De Santiago matamoros a Santiago “matasacos”

No, pues, mi querida eminencia. Estamos ante un caso de extrema complacencia con quien no se lo merece. Santiago Roncagliolo es la viva imagen del neoliberalismo en la literatura, de la muerte de las ideologías y del escalamiento internacional gracias a la venta de su pluma por un plato de lentejas. Este producto viviente, elaborado en los laboratorios psicosociales de Alfaguara y El País, ya había sido lanzado cotidianamente por la prensa española como preludio de la gran obra que se esperaba de él. La «literatura de mercado» necesitaba un nuevo rostro y lo encontró en un joven sin escrúpulos, dispuesto a TODO con tal de escalar socialmente-culturalmente-literariamente.

¿Por qué Juan Gargurevich le reconoce algunos valores a la pésima obra de Roncagliolo? El amiguismo, ya lo he dicho, es el peor generador de falta de objetividad. Recordemos que el padre de Santiago Roncagliolo, desde sus recorridos palaciegos (velasquistas) y pasando luego por el PSR, ha sido muy afín con la prédica del PCP-U y sus alianzas electorales post-dictadura. Lo mismo ocurriría, tal vez, con algún descendiente de Filomeno si es que se dignase a escribir y a pasarse al ala vargasllosiana, como intelectual orgánico de la derecha literaria.

Y el amiguismo rinde tributo a todo lo injustificable.

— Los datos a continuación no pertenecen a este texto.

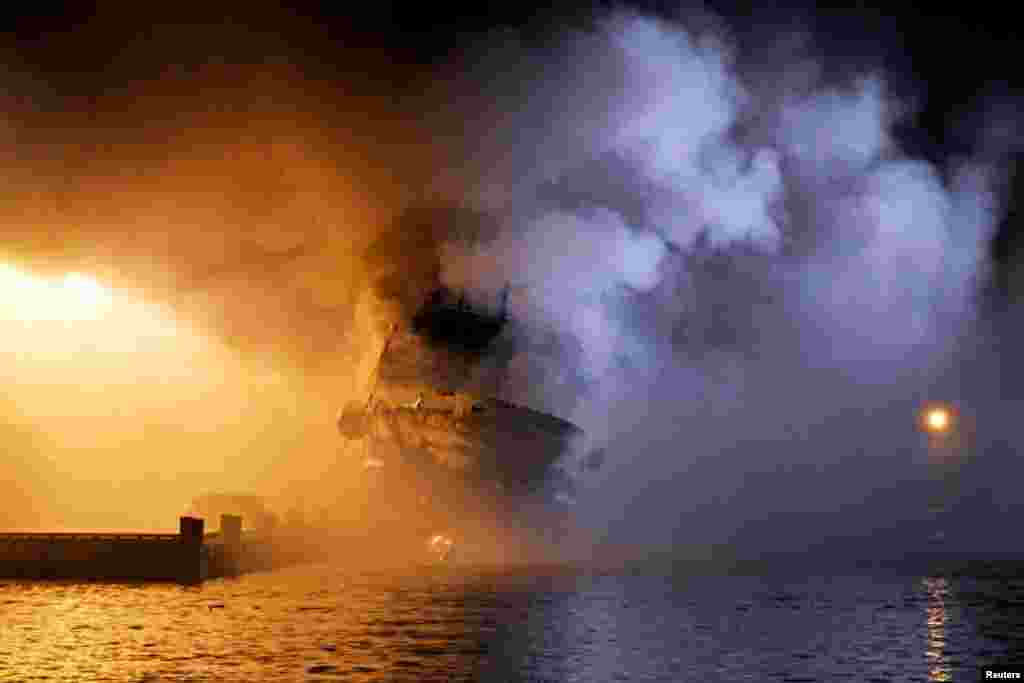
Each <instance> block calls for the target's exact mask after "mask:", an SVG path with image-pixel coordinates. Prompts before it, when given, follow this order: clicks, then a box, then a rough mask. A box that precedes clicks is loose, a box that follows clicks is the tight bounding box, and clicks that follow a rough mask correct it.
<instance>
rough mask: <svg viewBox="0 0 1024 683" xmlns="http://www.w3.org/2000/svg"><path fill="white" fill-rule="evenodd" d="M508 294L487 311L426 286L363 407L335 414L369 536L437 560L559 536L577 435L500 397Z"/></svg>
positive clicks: (378, 369)
mask: <svg viewBox="0 0 1024 683" xmlns="http://www.w3.org/2000/svg"><path fill="white" fill-rule="evenodd" d="M508 297H509V289H508V288H507V287H506V289H505V290H504V291H503V292H502V294H501V301H500V305H499V307H498V310H497V311H495V310H494V308H492V309H490V310H487V309H484V308H483V307H480V306H472V305H470V304H469V303H467V301H466V298H465V296H464V295H459V294H457V293H456V292H454V291H452V290H449V289H446V288H443V287H439V288H437V289H434V290H433V291H432V293H431V294H430V295H429V296H428V298H427V300H426V301H425V302H424V303H423V304H422V305H421V307H420V308H419V309H418V310H417V311H416V312H415V314H413V315H412V316H411V319H410V318H409V317H408V316H407V319H406V321H404V322H403V323H399V324H396V325H394V326H392V328H391V330H390V333H389V334H388V336H387V338H386V341H385V342H384V344H383V348H382V349H381V351H380V355H379V359H378V361H377V365H376V369H375V371H374V377H373V379H372V381H371V390H370V394H369V398H368V399H367V400H366V402H365V403H359V404H349V405H347V407H346V408H344V409H343V410H342V411H341V412H340V413H339V416H338V428H339V430H340V432H341V434H342V435H343V436H344V437H345V438H346V439H349V440H352V441H355V442H357V443H360V444H361V450H362V456H364V458H365V473H366V474H367V476H368V478H369V482H368V485H369V487H370V488H371V489H372V492H373V493H372V496H373V498H374V500H375V501H377V504H376V505H373V506H370V507H369V508H368V515H369V516H370V519H369V521H370V522H371V525H372V526H373V527H374V528H375V529H376V532H377V533H378V535H387V536H388V537H389V538H391V539H394V540H397V539H403V540H406V541H408V542H409V544H408V547H419V548H425V550H426V551H428V553H431V554H433V555H434V556H436V557H438V558H442V559H446V558H449V557H459V556H463V557H466V558H473V557H478V558H481V559H496V560H503V561H507V560H510V559H511V560H513V561H514V560H518V559H525V558H527V557H530V556H534V554H535V553H537V552H541V553H544V551H545V549H547V550H550V549H551V548H553V547H557V546H558V544H559V543H560V542H561V540H562V539H563V537H564V533H566V532H567V526H568V520H569V517H568V504H569V495H570V493H571V492H570V489H571V483H572V479H571V477H570V476H569V475H568V474H567V473H566V470H564V469H562V467H561V466H560V464H559V461H560V459H562V458H563V457H564V456H566V455H567V454H568V452H569V451H570V449H571V447H572V444H573V441H574V440H575V439H577V438H578V437H579V436H581V435H582V433H583V432H582V430H581V429H580V428H578V427H577V426H574V425H573V424H571V423H569V422H567V421H565V420H562V419H560V418H558V417H555V416H553V415H549V414H546V413H542V412H539V411H536V410H531V409H529V408H526V407H524V405H519V404H515V403H513V402H510V401H508V400H504V399H502V398H500V397H499V396H500V395H501V387H502V384H503V382H504V380H505V379H506V378H507V376H508V372H509V361H510V359H511V357H512V355H513V353H512V350H513V349H512V347H513V345H514V344H513V343H512V342H511V341H510V339H512V338H513V337H514V335H508V334H503V332H508V330H507V328H508V327H509V326H513V327H514V326H515V323H514V322H513V321H510V319H509V315H508ZM397 500H401V501H413V502H415V503H414V504H413V506H412V511H411V510H410V506H409V505H408V504H407V505H403V506H401V507H402V509H401V511H400V512H399V511H398V510H397V509H395V508H394V507H392V506H391V505H390V504H389V501H397ZM543 556H547V555H543Z"/></svg>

Por ejemplo, si tratásemos de sacar en blanco y negro a Gustavo Espinoza Montesinos, haríamos referencia a su oposición al paro nacional del 19 de julio de 1977, con el cual sí estuvo de acuerdo el papá de Santiago Roncagliolo. Pero nos sorprenden con una histeria, no historia, acerca del encuentro entre don Gustavo y el tío Guzmán. Increíble, pero injustificable. Ni siquiera por ficcionalidad literaria.

En una presentación pública, el «exitoso» Santiago mata-indios, declaró: «… mi padre quiso cambiar el mundo y lo único que consiguió es que el mundo nos agarre a palos». Recuerdo el rostro iracundo de mi hija, quien sí sabe por experiencia lo que es el apaleamiento crónico de la familia de un militante, mirando-escuchando-abominando el exagerado juicio del hijo de un reformista burgués, sacando comparaciones de lo que nos había sucedido, de las cicatrices indelebles que deja la persecución y el exilio, de los atentados personalísimos, etc., comentó que ese hijo, jamás había conocido las consecuencias que acarrea un padre proscrito. La tranquilicé contándole que al viejo Roncagliolo no se le puede acusar de intentar cambiar el mundo, sino de buscar un rostro humano a la explotación capitalista; que lo mismo quiere decir reformismo; que por coincidencias significativas se alía con el revisionismo. Pero mi hija fue más objetiva y cerró la conversación diciendo: «… si su padre hubiera sido un revolucionario, él no tiene derecho de criticarlo en público».

Ahora pasemos a Abimael Guzmán visto por los ojos miopes de Santiago mata-indios. El mencionado inescrupuloso de la literatura no se acerca ni siquiera a prudente distancia del fenómeno descrito. Inventa, especula, tergiversa. Tal vez pueda convencer a incautos, desinformados, ignorantes o simplemente jóvenes que por su edad no conocieron la guerra. La historia del camarada Gonzalo en la pluma de Roncagliolo constituye una befa. No resiste la menor confrontación objetiva con la historia y mucho menos con el perfil del personaje. Se trata, como lo reconoce su antiético autor, de un encargo de la editorial castradora de talentos para monopolizar el discurso narrativo sobre la violencia política que vivimos los peruanos durante dos décadas. ¿Monopolizarlo para quién?, me pregunta el tío Mamerto. Le respondo que lo pretende monopolizar una tendencia que liquida la significación política de la guerra interna, que elude las grandes causas estructurales de la violencia y que caricaturiza a aquellos que pretenden cambiar el mundo, tal como Santiago Roncagliolo, desproporcionadamente, hizo con su padre en aquella conferencia.

Abimael Guzmán Reynoso, el camarada Gonzalo, tiene muchos alabadores y liquidadores. En lo único que nos ponemos de acuerdo es que se trata de un caso que merece todos los rigores del oficio, los sacrificios de la investigación seria y (¿será posible?) la mayor capacidad de objetivación. Así como un orangután no puede rearmar un reloj suizo ni desactivar una bomba de tiempo, Santiago Roncagliolo está discapacitado para cumplir con un desafío de esa envergadura. El libro es una tomadura de pelo y un atentado de lesa cultura.